Re: How to deal with non-RFC IRIs in Turtle? from Wouter Beek on 2018-03-04 (semantic-web@w3.org from March 2018)

From: Wouter Beek <w.g.j.beek@vu.nl>
Date: Sun, 4 Mar 2018 13:50:51 +0100
To: Andy Seaborne <andy@seaborne.org>
CC: "semantic-web@w3.org" <semantic-web@w3.org>
Message-ID: <CAEh2WcO6nCEfGBypf3PBULTFPeZ9neE0Hv+tK-HJ2Ht-aBMdJA@mail.gmail.com>

Hi Andy,

Thank you for your helpful response.  You explain that a Turtle parser
is not required to implement the full RFC URI/IRI grammars, and that
full IRI parsing may take place later in the RDF ingestion pipeline.  I
have follow-up questions about both of these points.

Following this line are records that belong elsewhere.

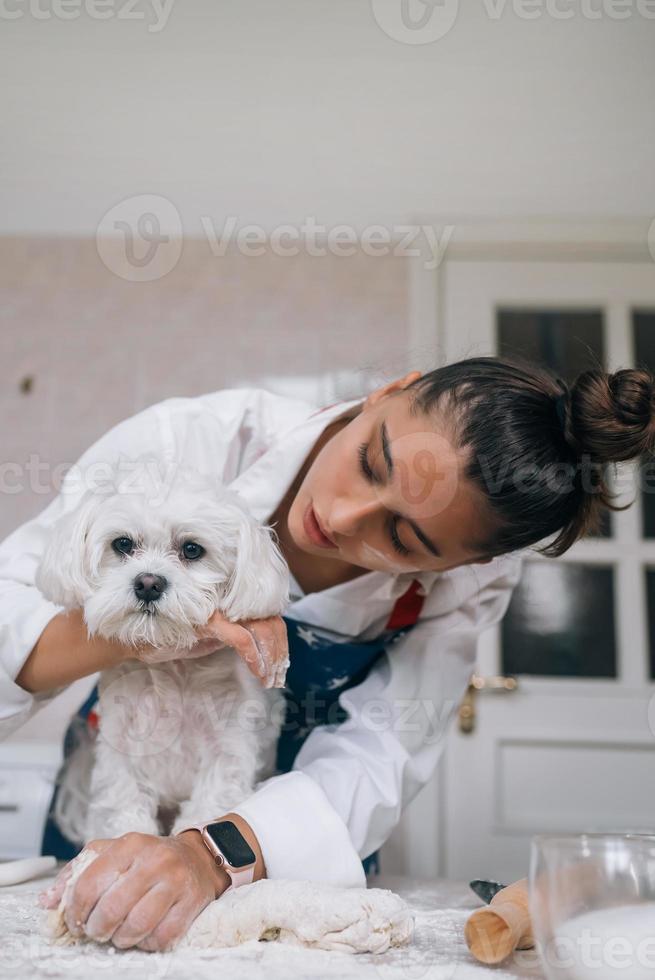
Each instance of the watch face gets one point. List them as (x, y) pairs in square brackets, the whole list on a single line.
[(232, 843)]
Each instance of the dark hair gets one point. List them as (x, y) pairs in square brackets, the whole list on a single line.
[(539, 449)]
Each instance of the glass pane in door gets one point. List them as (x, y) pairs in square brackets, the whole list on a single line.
[(643, 327), (565, 341), (650, 595), (560, 621)]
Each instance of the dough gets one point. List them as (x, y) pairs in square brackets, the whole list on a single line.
[(302, 913)]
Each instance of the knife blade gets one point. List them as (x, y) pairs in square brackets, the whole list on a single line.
[(486, 889)]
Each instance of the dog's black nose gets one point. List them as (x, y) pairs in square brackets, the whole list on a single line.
[(149, 588)]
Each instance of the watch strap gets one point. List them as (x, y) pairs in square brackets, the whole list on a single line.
[(237, 876)]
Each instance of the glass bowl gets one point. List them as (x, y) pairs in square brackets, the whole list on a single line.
[(592, 905)]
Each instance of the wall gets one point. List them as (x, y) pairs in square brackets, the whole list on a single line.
[(275, 111)]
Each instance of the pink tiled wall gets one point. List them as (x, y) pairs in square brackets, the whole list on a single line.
[(99, 348)]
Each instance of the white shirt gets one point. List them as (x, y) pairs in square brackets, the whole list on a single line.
[(350, 782)]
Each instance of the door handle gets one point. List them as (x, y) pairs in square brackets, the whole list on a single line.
[(495, 685)]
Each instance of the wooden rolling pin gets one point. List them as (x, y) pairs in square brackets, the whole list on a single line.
[(492, 933)]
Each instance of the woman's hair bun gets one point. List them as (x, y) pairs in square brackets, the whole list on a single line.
[(612, 416)]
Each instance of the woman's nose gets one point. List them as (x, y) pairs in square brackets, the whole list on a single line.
[(349, 517)]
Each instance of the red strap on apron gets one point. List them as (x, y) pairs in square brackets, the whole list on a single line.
[(407, 607)]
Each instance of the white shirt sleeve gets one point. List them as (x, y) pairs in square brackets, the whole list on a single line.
[(351, 782)]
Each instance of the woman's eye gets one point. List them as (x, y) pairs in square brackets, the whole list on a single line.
[(123, 546), (395, 540), (192, 551), (362, 452)]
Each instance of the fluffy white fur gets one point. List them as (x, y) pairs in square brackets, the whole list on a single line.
[(186, 739)]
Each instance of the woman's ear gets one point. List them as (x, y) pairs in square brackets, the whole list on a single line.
[(374, 396), (63, 575), (259, 584)]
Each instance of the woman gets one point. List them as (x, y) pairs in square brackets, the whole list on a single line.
[(401, 517)]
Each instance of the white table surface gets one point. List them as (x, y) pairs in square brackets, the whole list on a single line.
[(437, 951)]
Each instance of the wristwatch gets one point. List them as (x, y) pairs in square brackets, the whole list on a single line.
[(229, 848)]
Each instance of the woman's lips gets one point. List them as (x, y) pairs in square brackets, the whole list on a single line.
[(313, 530)]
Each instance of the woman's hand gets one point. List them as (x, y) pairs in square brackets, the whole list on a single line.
[(262, 643), (141, 890)]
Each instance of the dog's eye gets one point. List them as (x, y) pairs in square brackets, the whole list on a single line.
[(192, 551), (123, 546)]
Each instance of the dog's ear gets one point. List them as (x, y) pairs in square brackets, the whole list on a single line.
[(64, 573), (259, 583)]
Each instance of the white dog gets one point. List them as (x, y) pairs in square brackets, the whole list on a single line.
[(150, 560)]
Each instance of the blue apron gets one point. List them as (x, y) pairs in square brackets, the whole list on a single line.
[(323, 664)]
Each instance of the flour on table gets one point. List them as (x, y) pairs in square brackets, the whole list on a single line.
[(300, 913)]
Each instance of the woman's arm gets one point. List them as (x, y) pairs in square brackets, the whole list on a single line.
[(165, 883), (64, 653), (350, 783)]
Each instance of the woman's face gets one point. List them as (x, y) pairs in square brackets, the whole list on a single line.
[(386, 491)]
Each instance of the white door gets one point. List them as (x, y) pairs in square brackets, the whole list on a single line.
[(573, 747)]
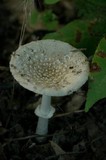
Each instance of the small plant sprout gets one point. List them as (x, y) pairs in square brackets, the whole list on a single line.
[(50, 68)]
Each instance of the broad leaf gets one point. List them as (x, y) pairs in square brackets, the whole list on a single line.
[(97, 82)]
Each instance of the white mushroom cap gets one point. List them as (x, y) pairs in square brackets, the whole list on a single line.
[(49, 67)]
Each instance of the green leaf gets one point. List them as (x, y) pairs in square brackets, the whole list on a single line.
[(97, 82), (79, 33), (51, 1)]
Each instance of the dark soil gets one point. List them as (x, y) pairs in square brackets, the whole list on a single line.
[(75, 136)]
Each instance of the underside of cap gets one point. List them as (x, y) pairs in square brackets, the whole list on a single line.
[(49, 67)]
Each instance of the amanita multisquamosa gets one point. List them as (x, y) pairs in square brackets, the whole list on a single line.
[(49, 68)]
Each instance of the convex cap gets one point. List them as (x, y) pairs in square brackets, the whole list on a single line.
[(49, 67)]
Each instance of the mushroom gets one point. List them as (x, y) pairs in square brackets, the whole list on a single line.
[(50, 68)]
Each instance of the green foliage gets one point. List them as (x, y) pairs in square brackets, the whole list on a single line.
[(79, 33), (47, 19), (97, 82), (84, 32), (51, 1)]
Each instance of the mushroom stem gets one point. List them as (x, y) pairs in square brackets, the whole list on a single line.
[(44, 112)]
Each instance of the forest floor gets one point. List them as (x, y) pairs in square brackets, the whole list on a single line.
[(73, 134)]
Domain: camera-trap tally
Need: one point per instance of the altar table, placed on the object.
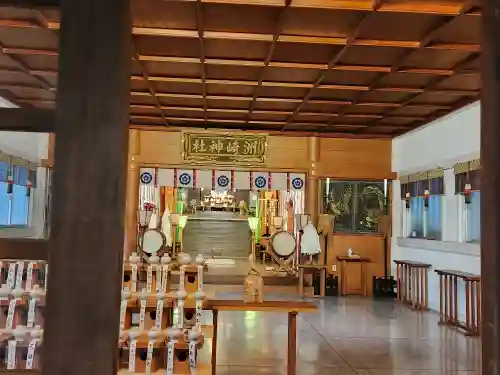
(290, 307)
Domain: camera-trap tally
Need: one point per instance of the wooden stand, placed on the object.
(344, 261)
(412, 283)
(312, 267)
(448, 300)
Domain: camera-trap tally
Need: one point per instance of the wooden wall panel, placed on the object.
(355, 158)
(365, 245)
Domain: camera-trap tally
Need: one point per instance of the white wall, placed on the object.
(33, 147)
(443, 143)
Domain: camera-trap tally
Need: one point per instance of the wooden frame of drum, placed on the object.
(282, 247)
(152, 242)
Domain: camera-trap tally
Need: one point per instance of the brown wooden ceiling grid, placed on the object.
(355, 68)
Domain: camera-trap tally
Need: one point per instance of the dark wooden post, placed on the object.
(87, 233)
(490, 184)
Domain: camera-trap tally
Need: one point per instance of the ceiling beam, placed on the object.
(31, 3)
(27, 120)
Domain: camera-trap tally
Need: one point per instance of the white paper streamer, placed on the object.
(131, 354)
(159, 313)
(149, 284)
(11, 355)
(192, 357)
(134, 277)
(19, 275)
(170, 356)
(29, 275)
(158, 278)
(123, 310)
(164, 279)
(11, 275)
(142, 315)
(31, 354)
(31, 312)
(149, 357)
(10, 313)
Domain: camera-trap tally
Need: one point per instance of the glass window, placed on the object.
(20, 206)
(473, 218)
(356, 205)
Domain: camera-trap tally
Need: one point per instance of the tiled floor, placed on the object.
(348, 336)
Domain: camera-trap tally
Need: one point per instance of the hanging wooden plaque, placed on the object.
(209, 148)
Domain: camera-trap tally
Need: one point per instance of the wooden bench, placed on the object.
(449, 302)
(412, 283)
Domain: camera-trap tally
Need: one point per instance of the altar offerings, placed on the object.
(283, 246)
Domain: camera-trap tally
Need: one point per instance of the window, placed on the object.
(468, 182)
(356, 205)
(423, 218)
(15, 206)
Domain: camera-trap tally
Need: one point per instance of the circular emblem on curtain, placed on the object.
(260, 182)
(146, 178)
(297, 183)
(184, 179)
(223, 181)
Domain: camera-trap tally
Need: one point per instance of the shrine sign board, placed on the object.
(209, 148)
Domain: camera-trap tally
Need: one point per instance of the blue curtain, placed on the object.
(435, 217)
(417, 216)
(474, 218)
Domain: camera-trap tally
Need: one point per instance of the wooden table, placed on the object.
(290, 307)
(412, 283)
(448, 298)
(307, 267)
(344, 261)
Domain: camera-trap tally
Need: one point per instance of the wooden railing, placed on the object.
(449, 301)
(412, 283)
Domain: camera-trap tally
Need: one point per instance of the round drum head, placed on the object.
(283, 244)
(152, 241)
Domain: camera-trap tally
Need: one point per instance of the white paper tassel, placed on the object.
(131, 351)
(19, 275)
(159, 309)
(149, 280)
(11, 275)
(142, 314)
(149, 358)
(29, 276)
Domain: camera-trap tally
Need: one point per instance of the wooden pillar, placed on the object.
(87, 236)
(312, 184)
(490, 182)
(132, 194)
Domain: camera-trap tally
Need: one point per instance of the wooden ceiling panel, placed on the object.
(236, 49)
(463, 29)
(406, 80)
(436, 59)
(364, 68)
(240, 18)
(347, 77)
(181, 101)
(172, 69)
(462, 82)
(229, 90)
(238, 73)
(166, 46)
(157, 13)
(290, 75)
(370, 55)
(321, 22)
(30, 38)
(177, 87)
(436, 98)
(282, 92)
(399, 26)
(304, 53)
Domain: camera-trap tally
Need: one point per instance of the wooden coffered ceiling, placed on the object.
(336, 67)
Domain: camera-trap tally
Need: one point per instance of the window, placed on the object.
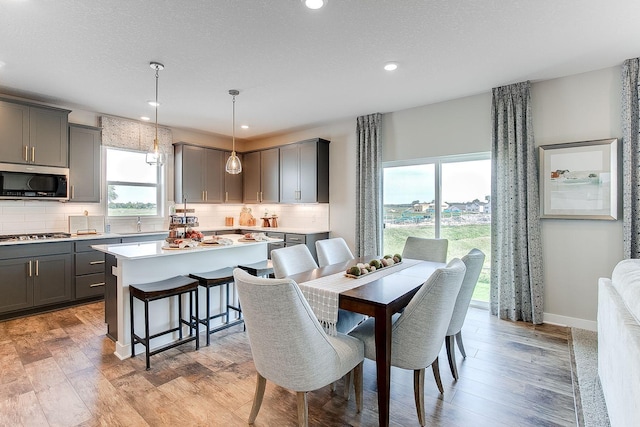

Regarding your first point, it is not entirely clear to me how a
Turtle parser is able to properly resolve relative IRIs without also
implementing (a non-trivial part of) the RFC grammars.  Since the
`IRIREF` rule is clearly insufficient in order to make this
distinction, I would expect the Turtle standard to make explicit the
minimal criteria a Turtle parser should implement in order to
determine whether an IRI is absolute and relative.

As to your second point, I have not often seen an RDF ingestion
pipeline in which the output of a Turtle parser is handed over to
another component that performs IRI validation.  From an architectural
viewpoint, such a setup also does not seem to make that much sense,
since the Turtle parser may resolve invalid IRIs that it deems relative to
valid absolute IRIs.  For example, Rapper parses [1], which contains an
invalid IRI as a subject term, into [2], which contains only valid
IRIs.  An IRI validator that takes the output from the Rapper parser
will say that [2] is valid, but the original input [1] is not valid.

  [1] base <https://example.org/a/>
      <_:s> <p:p> <o:o> .
  [2] <https://example.org/a/_:s> <p:p> <o:o> .

Of course, Rapper could be updated to not resolve the subject term in
[1], but that would violate the sequential approach too, since it would
require (partially) implementing the RFC grammars twice: once for the
Turtle parser, and once for the IRI validator.

---
Cheers,
Wouter.

Received on Sunday, 4 March 2018 12:52:06 UTC